Von einer Person, der Führungsverantwortung anvertraut werden soll, kann man mehr verlangen. Das ist die landläufige Überzeugung. Gerne wird in diesem Zusammenhang von charakterlichen Voraussetzungen gesprochen.
Dass fehlender Charakter zu handfester Kriminalität führen kann, weiß man nicht erst seit dem Skandal um den Zahlungsdienstleister Wirecard und seinen Ex-Vertriebschef Jan Marsalek.
Nur, was genau ist damit gemeint? Gibt es eine Sammlung von unverzichtbaren Persönlichkeitsmerkmalen, die man einzeln oder zusammengefasst als Charakter beschreiben und an denen man sich oder andere messen könnte? Etwas, dass eine Art Grundlage oder Voraussetzung für moralisches Verhalten bildet?

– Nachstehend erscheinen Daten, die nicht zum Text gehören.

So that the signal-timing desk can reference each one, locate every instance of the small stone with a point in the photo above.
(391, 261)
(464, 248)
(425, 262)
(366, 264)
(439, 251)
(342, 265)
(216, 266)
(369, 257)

Über Charakter ist in der Psychologie ausgiebig geforscht und publiziert worden. Es ist nicht meine Absicht, mich darüber auszulassen. Mir geht es hier um Praktisches und Handfestes.
Deshalb habe ich hier ein paar Persönlichkeitsmerkmale zusammengetragen. Sie stehen stellvertretend für viele und sollen zum Weiterdenken anregen:
Versprechen einhalten
Hier geht es um die Verlässlichkeit einer Person.
Ein Versprechen halten klingt leicht. Ist aber schwer. Sehr schwer sogar. Versprechen einhalten kann teuer werden.
Dazu muss ich mir nur vor Augen halten, wie einfach es ist, ein Versprechen zu brechen. Gerade gegenüber denen, die einem lieb und teuer sind, meint man, es sich leisten zu können. Dabei sollte ich gerade hier zu meinem Wort stehen!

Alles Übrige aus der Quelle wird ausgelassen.